For the children? You some sort of pedophile?
Anything can be found funny, from a certain point of view.
But, then I listened to what most of my coworkers were doing on their time off. They were watching American Idol and Lost. So, what's the bigger waste of time? I quit playing MMOs when I saw how much time it was taking away from my regular "life management" chores.
I swear to God...I swear to God! That is NOT how you treat your human!
Whenever I watch people playing MMOs and have tried them myself, I've noticed that the graphical and story quality is far inferior to a game with a fixed beginning and ending.
It's the difference between episodic television and a film. A feature film has very high quality standard packed into every minute, because the entire story arc is contained within that time frame, and they can afford the best actors, director, vfx etc. for that hour and a half which will play to large captive audiences paying a one time fee to see it. Episodic television spans a much larger time frame, and the average episode is budgeted accordingly, with many sets and situations being re-used.
The top end of standalone games are extremely high quality and offer an excellence in storytelling that is unmatched in the MMO universe. They also keep your interest until the logical conclusion. With an MMO, you eventually lose interest and it just sort of fades away. A few MMOs have gone bankrupt and crafted actual 'endings' to their worlds, but that's as far as it goes. The whole point is to get people to keep paying that monthly fee, ad infinitum.
Playing MMOs is the equivalent to watching television. It's just scratching an itch of compulsive behavior.
My most recent game experience was BioShock II. What a great game in general, especially towards the end when it gets weird. Machinarium is a $5 puzzle RPG game on Steam that is very engaging and well crafted. I've played all the Half Life games as well, and most of the big FPS games going back to the original Doom. The industry has come a long way. Great interactive stories. I think the turning point was the original Unreal single player game, which dropped this huge and colorful world in your lap after the Voodoo cards made it technically possible. Since then we've experienced progressively more detailed and sophisticated storytelling as technology and budgets allow.
While MMOs have a higher dollar figure overall, I hope that highly produced downloaded content will always have a place. The multiplayer games I enjoy the most are the Starcraft type, where you can play a short campaign and be done. (no, that's not the same as going for a 'raid' in an MMO...)
I realize that there are two very distinct camps, and that the MMO players tend to be the younger ones with a lot of spare time on their hands. In any given Blizzard Q&A thread on Slashdot, the MMO related questions always far outnumber the Starcraft II / Diablo III questions, so the disparity in numbers is even evident there.

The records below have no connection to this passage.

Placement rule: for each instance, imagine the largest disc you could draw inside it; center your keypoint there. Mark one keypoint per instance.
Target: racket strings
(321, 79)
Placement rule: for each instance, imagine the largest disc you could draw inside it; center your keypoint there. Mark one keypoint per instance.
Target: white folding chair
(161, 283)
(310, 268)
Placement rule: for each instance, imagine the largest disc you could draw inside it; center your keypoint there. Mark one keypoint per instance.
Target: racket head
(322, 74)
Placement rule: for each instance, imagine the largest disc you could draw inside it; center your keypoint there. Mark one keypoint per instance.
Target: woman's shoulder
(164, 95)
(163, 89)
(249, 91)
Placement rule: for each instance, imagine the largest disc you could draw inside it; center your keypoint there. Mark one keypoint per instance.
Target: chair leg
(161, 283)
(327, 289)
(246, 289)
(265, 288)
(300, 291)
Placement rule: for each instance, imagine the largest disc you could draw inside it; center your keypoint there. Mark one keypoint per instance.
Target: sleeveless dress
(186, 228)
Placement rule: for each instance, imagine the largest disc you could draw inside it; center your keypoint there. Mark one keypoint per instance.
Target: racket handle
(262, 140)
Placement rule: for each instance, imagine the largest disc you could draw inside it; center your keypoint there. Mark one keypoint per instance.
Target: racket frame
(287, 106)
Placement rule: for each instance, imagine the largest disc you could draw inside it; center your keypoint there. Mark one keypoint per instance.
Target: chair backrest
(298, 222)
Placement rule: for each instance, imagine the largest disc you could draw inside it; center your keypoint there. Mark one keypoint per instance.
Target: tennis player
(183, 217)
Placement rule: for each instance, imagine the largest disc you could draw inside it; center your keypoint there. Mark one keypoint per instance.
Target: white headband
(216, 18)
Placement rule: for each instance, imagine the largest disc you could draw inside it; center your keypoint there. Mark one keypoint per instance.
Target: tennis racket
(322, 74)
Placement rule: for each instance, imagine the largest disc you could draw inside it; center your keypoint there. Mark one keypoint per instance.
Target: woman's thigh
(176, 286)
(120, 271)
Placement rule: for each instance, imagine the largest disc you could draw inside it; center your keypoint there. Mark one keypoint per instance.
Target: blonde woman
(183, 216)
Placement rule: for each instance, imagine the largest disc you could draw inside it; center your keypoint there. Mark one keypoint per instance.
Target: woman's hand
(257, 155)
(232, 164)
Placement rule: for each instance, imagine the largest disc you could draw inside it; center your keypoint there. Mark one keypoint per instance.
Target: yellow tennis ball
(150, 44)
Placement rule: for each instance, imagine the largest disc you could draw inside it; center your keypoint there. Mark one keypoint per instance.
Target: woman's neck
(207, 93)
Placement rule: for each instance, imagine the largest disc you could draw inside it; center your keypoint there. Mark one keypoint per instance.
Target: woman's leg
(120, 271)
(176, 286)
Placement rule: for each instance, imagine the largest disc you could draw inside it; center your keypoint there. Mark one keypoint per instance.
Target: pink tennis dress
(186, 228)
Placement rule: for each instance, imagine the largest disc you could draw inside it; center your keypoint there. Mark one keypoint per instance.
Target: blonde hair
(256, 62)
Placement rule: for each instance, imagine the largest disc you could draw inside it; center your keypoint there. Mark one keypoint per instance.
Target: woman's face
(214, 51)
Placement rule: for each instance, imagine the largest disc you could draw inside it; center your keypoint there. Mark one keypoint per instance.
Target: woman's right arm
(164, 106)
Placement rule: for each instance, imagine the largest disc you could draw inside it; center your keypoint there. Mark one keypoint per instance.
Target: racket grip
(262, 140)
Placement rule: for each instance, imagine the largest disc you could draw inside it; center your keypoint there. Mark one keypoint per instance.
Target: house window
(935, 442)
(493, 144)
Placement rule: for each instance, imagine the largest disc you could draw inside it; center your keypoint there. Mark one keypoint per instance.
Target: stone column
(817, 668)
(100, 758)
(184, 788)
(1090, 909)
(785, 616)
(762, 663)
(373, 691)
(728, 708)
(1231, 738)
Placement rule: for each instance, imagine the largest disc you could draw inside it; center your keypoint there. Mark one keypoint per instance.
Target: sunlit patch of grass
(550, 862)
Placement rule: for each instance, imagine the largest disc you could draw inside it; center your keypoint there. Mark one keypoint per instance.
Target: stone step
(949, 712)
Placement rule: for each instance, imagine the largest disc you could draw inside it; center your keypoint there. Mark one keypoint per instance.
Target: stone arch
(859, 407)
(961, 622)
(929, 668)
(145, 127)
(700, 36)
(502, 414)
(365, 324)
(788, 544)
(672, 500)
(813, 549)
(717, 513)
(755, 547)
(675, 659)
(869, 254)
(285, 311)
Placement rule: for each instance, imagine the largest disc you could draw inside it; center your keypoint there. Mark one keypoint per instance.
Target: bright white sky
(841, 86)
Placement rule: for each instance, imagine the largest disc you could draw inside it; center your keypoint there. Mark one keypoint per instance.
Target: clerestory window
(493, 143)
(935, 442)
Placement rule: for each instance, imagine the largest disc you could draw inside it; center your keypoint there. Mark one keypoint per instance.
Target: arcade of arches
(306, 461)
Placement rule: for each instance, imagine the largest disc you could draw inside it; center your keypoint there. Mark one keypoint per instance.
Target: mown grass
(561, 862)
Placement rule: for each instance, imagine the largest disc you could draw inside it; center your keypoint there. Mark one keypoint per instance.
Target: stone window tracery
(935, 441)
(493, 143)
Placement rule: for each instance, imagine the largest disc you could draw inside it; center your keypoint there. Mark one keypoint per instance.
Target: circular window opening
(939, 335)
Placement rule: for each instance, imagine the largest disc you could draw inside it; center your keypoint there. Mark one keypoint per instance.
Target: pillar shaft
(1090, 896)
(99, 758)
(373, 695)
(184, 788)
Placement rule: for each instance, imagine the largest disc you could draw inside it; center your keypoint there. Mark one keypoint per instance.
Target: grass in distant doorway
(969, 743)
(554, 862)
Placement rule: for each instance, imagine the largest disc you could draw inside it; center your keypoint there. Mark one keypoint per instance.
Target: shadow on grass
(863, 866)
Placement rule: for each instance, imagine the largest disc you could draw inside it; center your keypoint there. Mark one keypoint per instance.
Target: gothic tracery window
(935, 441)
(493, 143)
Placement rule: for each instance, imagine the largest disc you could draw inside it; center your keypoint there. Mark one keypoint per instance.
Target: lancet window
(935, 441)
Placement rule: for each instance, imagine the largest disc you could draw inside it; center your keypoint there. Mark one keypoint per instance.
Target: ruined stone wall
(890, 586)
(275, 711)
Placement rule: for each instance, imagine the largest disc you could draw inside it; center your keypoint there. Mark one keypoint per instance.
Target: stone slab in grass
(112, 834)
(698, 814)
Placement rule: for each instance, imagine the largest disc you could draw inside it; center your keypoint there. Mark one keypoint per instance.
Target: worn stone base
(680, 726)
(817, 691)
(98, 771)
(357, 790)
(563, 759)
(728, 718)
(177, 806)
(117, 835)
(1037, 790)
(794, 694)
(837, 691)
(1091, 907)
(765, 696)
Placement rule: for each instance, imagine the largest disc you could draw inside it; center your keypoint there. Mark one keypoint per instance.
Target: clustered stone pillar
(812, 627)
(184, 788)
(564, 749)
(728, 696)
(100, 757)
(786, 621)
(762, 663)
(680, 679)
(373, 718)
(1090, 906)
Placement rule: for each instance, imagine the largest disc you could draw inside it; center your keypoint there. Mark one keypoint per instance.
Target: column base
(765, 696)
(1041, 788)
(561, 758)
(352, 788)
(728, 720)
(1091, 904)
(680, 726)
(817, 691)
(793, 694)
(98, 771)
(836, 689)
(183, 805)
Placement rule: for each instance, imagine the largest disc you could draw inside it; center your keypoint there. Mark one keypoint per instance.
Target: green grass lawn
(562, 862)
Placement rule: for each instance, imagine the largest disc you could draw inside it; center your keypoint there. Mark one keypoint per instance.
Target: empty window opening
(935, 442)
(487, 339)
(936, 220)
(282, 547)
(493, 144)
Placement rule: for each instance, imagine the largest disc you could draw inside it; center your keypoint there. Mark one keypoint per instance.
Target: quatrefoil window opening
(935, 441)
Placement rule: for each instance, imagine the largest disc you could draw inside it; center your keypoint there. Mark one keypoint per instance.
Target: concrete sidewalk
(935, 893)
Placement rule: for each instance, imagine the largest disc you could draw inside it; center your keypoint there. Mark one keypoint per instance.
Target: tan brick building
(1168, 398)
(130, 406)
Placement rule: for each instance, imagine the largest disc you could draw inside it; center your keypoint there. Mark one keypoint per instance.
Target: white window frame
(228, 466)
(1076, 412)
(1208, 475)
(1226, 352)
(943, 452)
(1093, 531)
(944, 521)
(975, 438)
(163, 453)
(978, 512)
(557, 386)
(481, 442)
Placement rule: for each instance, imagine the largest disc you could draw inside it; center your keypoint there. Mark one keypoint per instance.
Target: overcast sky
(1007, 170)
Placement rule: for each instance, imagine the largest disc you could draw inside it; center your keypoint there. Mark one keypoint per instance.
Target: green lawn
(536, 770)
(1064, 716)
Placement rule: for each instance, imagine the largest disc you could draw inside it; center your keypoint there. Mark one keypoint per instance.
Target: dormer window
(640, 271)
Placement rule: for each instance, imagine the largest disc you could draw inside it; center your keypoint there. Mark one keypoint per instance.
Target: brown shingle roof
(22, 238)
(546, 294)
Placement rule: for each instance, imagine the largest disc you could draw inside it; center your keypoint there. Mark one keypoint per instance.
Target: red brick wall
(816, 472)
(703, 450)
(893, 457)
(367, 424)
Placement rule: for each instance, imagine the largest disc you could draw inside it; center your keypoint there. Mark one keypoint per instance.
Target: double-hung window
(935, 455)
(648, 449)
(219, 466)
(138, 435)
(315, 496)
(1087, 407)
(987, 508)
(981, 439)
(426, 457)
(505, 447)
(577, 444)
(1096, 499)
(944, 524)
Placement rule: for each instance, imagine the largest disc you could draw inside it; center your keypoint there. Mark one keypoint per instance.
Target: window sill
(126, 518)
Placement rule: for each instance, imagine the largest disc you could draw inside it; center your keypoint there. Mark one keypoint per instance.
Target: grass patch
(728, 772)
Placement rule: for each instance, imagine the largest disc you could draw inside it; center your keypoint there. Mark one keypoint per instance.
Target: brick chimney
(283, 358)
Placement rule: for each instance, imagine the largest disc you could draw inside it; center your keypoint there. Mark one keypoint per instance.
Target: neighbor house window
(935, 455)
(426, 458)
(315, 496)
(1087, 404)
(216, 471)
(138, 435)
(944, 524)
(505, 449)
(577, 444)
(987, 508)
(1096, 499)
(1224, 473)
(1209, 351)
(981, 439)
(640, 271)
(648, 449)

Hi guys, good to read your comments. I am Peter Warman, MD of gamesindustry.com, company behind the survey. Just to clarify: indeed, not 72% of 50+ play MMOs. Only 4% of female and 5% of male 50+ people play MMOs. You can see it by scrolling down the graphs here: http://www.gamesindustry.com/about-newzoo/todaysgamers_graphs_USA. The 72% accounts for all platforms. Elderly play mainly on online game portals. The money spent does NOT include Farmville or Facebook games in general. It DOES include kids MMOs/Virtual worlds such as HabboHotel and ClubPenguin. The respondents were selected from a huge panel that represents the complete nations surveyed. A lot of effort has been put in to get respondents representing the country. So we did not just ask gamers but all kinds of peopel evenly distributed across demographics. Please keep the questions coming.